“And They’re Running” by Peter Marcus

Peter Marcus


running in their Reeboks their Asics their Saucony’s running
with their iPods MP3s and Blackberries their cell phone plan
with unlimited minutes and playlists longer than the 10,000 things
inscribed in the Tao Te Ching
they’re running in spandex breathable cotton tank tops golf hats
bare-backed bare-chested some with tattoos the width of murals
some with dogs—dogs ahead behind beside the pure bred
pedigreed Border Collie Bichon Frise Labradoodle Whippet
Standard Poodle groomed like labyrinthine shrubbery
they’re running for their lives to look better in the boardroom bedroom
on the dance floor in the mirror gasping sweating grunting
as if one could make exhausted love with oneself
they’re running with their newborns their infants toddlers half-
legal adoptees from China Ethiopia Belarus Honduras
their in vitro twins saddled in designer strollers
they’re running one assumes away from death away along the river
while others chose to march and pray to sit and sing refuse
to move in Zuccotti Park in the freedom to be still and gather
they’re running through daylight savings time time saving saving
time a belief in amassing the disappearing hours
collectible as postage stamps Nikes snow globes sea glass
while others run towards God pedometers wrapping biceps like tefillin
No one seems to notice the anomalous walker immobile because
he’s exhausted afraid of failing falling out of breath breathless
while the sun sprays shattered gold across the Hudson
For anyone bothering to look at all closely would’ve known
he’d fallen that something fractured tore or broke within him
but they’re running running running running and the only others pausing
seek to lessen the lactic acid build-up to stretch and stretch out
pressing palms against a wall or railing as if suddenly apprehended
for a nameless crime patted down and frisked by un-seeable detectives.
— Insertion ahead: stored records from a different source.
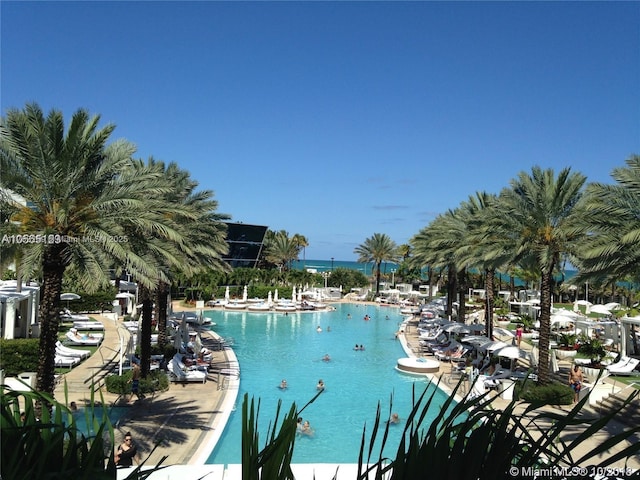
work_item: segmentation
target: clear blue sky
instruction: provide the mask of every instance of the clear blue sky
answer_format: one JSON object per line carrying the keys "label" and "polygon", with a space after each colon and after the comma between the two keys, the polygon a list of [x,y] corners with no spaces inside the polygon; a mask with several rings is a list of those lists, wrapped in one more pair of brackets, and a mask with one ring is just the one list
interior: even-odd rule
{"label": "clear blue sky", "polygon": [[100,114],[311,259],[640,153],[639,2],[0,5],[3,115]]}

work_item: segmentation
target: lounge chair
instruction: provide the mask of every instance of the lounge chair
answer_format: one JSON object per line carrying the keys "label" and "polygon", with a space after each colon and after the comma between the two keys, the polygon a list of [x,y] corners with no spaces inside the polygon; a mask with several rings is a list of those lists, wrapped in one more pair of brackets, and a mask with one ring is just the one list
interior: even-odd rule
{"label": "lounge chair", "polygon": [[74,322],[88,322],[91,320],[86,315],[76,315],[75,313],[71,313],[68,308],[64,309],[64,312],[60,314],[60,318],[62,320],[72,320]]}
{"label": "lounge chair", "polygon": [[207,381],[207,373],[200,370],[190,370],[182,363],[181,354],[176,354],[169,363],[169,372],[174,382],[198,382]]}
{"label": "lounge chair", "polygon": [[104,330],[104,325],[100,322],[95,322],[93,320],[89,320],[89,321],[75,320],[73,322],[73,328],[76,328],[78,330]]}
{"label": "lounge chair", "polygon": [[607,370],[611,375],[631,375],[638,365],[640,360],[637,358],[623,357],[619,362],[609,365]]}
{"label": "lounge chair", "polygon": [[91,352],[89,350],[65,347],[60,341],[56,343],[56,353],[61,357],[77,358],[87,358],[89,355],[91,355]]}
{"label": "lounge chair", "polygon": [[56,354],[55,365],[56,367],[75,367],[80,363],[79,357],[63,357]]}
{"label": "lounge chair", "polygon": [[100,345],[104,335],[102,333],[79,334],[78,330],[72,328],[67,332],[67,338],[76,345]]}

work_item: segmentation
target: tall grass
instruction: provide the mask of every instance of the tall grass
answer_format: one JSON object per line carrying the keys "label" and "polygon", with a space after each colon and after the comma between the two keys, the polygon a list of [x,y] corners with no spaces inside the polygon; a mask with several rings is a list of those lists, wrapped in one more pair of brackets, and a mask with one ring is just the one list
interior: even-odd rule
{"label": "tall grass", "polygon": [[[382,453],[389,423],[381,421],[378,406],[368,440],[366,428],[362,433],[354,480],[493,480],[531,476],[531,472],[544,472],[542,477],[545,477],[571,471],[581,477],[593,477],[596,468],[628,467],[629,460],[637,460],[640,455],[637,441],[640,426],[610,436],[595,436],[637,397],[638,391],[632,392],[619,408],[602,417],[587,419],[580,412],[588,397],[566,412],[516,400],[498,409],[492,406],[496,395],[492,392],[477,397],[467,394],[456,403],[454,397],[460,385],[441,407],[435,407],[434,389],[427,386],[417,395],[414,387],[414,407],[393,458],[386,458]],[[440,408],[439,413],[434,420],[427,421],[427,413],[434,408]],[[300,414],[295,404],[276,435],[278,405],[273,427],[270,425],[271,434],[262,450],[256,433],[259,402],[256,409],[254,400],[249,402],[245,395],[242,413],[243,480],[293,479],[290,462],[296,419]],[[374,447],[379,437],[380,446]],[[628,443],[623,444],[625,441]],[[634,475],[638,477],[640,472]]]}

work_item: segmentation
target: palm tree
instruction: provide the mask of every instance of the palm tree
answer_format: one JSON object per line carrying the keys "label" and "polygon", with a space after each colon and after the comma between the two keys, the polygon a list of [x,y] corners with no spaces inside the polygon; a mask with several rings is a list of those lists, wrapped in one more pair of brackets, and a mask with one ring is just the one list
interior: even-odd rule
{"label": "palm tree", "polygon": [[27,202],[11,220],[23,232],[40,235],[38,242],[23,245],[21,268],[26,276],[38,272],[42,279],[37,389],[51,395],[67,267],[77,267],[85,291],[108,282],[104,265],[114,261],[155,276],[153,266],[129,255],[123,228],[157,226],[138,188],[147,173],[135,179],[121,175],[135,148],[126,141],[107,145],[115,127],[98,128],[99,120],[78,110],[65,133],[61,112],[53,110],[45,118],[39,106],[28,104],[9,110],[0,126],[0,187]]}
{"label": "palm tree", "polygon": [[354,250],[358,262],[373,262],[376,271],[376,296],[380,293],[380,265],[397,260],[397,246],[386,233],[374,233]]}
{"label": "palm tree", "polygon": [[142,292],[140,353],[143,376],[146,376],[150,368],[152,292],[156,291],[159,343],[163,344],[166,330],[166,290],[171,281],[168,276],[171,268],[180,268],[187,278],[205,269],[230,270],[222,260],[228,248],[225,241],[226,224],[223,221],[229,217],[216,213],[217,202],[213,200],[212,192],[196,191],[198,183],[175,163],[165,168],[163,162],[154,159],[147,163],[136,161],[127,174],[137,177],[139,172],[147,170],[158,174],[159,182],[154,179],[154,188],[146,190],[149,207],[157,215],[158,223],[162,222],[163,228],[147,230],[131,225],[129,230],[132,232],[134,253],[146,263],[157,265],[156,277],[138,277],[139,272],[133,270]]}
{"label": "palm tree", "polygon": [[553,274],[562,256],[573,252],[585,239],[584,212],[580,206],[586,178],[565,168],[558,175],[552,169],[533,167],[521,172],[498,199],[501,208],[488,212],[485,221],[513,263],[535,259],[540,271],[540,361],[541,384],[550,380],[549,342]]}
{"label": "palm tree", "polygon": [[[298,245],[299,249],[302,249],[302,269],[304,270],[304,264],[307,261],[307,247],[309,246],[309,240],[307,240],[307,237],[304,235],[296,233],[293,236],[293,241]],[[298,251],[298,253],[300,252]]]}
{"label": "palm tree", "polygon": [[615,185],[592,183],[584,196],[589,237],[571,260],[575,282],[612,284],[640,278],[640,156],[613,170]]}
{"label": "palm tree", "polygon": [[441,272],[447,272],[446,313],[449,316],[453,315],[453,303],[459,291],[458,280],[461,275],[456,255],[465,234],[466,222],[458,209],[438,215],[411,239],[414,265],[431,265]]}

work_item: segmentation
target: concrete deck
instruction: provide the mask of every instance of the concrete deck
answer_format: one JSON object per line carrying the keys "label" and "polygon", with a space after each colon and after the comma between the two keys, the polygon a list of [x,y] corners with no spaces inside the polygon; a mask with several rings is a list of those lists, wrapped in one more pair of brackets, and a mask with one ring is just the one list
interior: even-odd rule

from Rattle #48, Summer 2015
Tribute to New Yorkers


Peter Marcus: “Living is New York and my feelings about my life here are fraught with contradiction. This city that continues to energize and exhaust, exhilarate and fatigue, as it hums, dances, burns and crashes on its streets and behind myriad closed doors. New York, like the universe itself, seems ever expanding in its breadth, an endlessly unfolding map that I purposefully or aimlessly, addictively wander. Likewise, I often experience New York as a fathomless well in whose depths I’ve been fortunate to draw from and been sustained by, especially in periods of loneliness, depression or loss. Over the years, I’ve found innumerable niches and nooks inside the maelstrom of city life, spaces where I can commiserate within, places of refuge and solace: in Central Park, on the Highline, amidst empty church pews, in oft-empty side rooms of grand museums, on various wooden stools inside day-dark bars. There is too much in this city that I rail and rage against, and too much that I equally adore and celebrate. New York is excessive in both the wonderful and repugnant, as it compels and repels me, often within a single day, sometimes within single hour. The city figures as both central character and backdrop in many of the poems I’ve written over the twenty years that I’ve lived here. And much like the speed and drive of the poem in this issue, on many a day, the city leaves me, for the worse or the better—breathless.”